Another forgotten hookup wasn’t actually forgotten completely. I’d seen him on a dating site a few years ago and discovered he’d never left it. He contacted me begging to hang out again, and then I remembered why I wasn’t interested. Although he had beautiful mesmerizing eyes, his breath was terrible and the sex wasn’t enough to die for. Plus, he lives with his mom. Three strikes. No thanks.
I try to leave Sundays to relax and unwind, but today I am finding myself doing more work than planned. What were my Sunday plans? Well…

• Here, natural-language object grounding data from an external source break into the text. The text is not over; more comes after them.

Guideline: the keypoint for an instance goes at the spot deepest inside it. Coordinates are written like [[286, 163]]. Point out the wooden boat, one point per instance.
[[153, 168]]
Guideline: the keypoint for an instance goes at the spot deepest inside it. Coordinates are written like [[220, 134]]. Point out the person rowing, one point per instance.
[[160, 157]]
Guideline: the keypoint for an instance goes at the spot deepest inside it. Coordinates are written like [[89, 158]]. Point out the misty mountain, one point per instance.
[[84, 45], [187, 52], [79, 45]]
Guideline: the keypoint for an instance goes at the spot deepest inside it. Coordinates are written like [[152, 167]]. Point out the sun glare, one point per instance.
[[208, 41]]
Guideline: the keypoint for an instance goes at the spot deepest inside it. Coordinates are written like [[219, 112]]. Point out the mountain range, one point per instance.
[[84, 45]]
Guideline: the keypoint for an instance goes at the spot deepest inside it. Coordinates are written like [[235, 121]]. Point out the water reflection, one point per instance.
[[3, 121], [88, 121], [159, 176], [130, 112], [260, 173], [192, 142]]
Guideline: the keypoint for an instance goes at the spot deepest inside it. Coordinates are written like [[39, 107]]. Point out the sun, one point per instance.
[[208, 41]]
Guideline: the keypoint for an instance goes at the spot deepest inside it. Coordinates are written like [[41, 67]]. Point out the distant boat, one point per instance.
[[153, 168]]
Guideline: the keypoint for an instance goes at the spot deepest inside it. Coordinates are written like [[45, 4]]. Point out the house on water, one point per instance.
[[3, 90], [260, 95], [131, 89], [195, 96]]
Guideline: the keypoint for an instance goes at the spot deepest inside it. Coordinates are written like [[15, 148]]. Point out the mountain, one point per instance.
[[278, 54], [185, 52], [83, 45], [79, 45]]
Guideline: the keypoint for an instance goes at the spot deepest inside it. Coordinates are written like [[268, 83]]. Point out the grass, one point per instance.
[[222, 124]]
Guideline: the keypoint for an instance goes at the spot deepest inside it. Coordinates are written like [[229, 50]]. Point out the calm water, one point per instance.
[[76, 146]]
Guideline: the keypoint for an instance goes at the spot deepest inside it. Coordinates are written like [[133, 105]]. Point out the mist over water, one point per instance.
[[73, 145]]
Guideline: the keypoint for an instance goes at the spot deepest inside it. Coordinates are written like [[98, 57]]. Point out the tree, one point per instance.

I was invited to go boating, but the person stood me up. No call, no show. The no call part is the worst!! I have been stood up numerous times over the years (except by my now ex-husband, which is probably why I married him). It sucks to be stood up. It’s not only disappointing and inconsiderate; it’s a damn waste of my fucking time. So now this person can seriously kiss my ass. Here’s a photo to prove it. 😉
Judging by my photos, you can probably already tell I’m a little bit of an exhibitionist. I walk around nude in my home all the time. Some of my work involves nudity. I frequent nude beaches. It’s a most liberating feeling!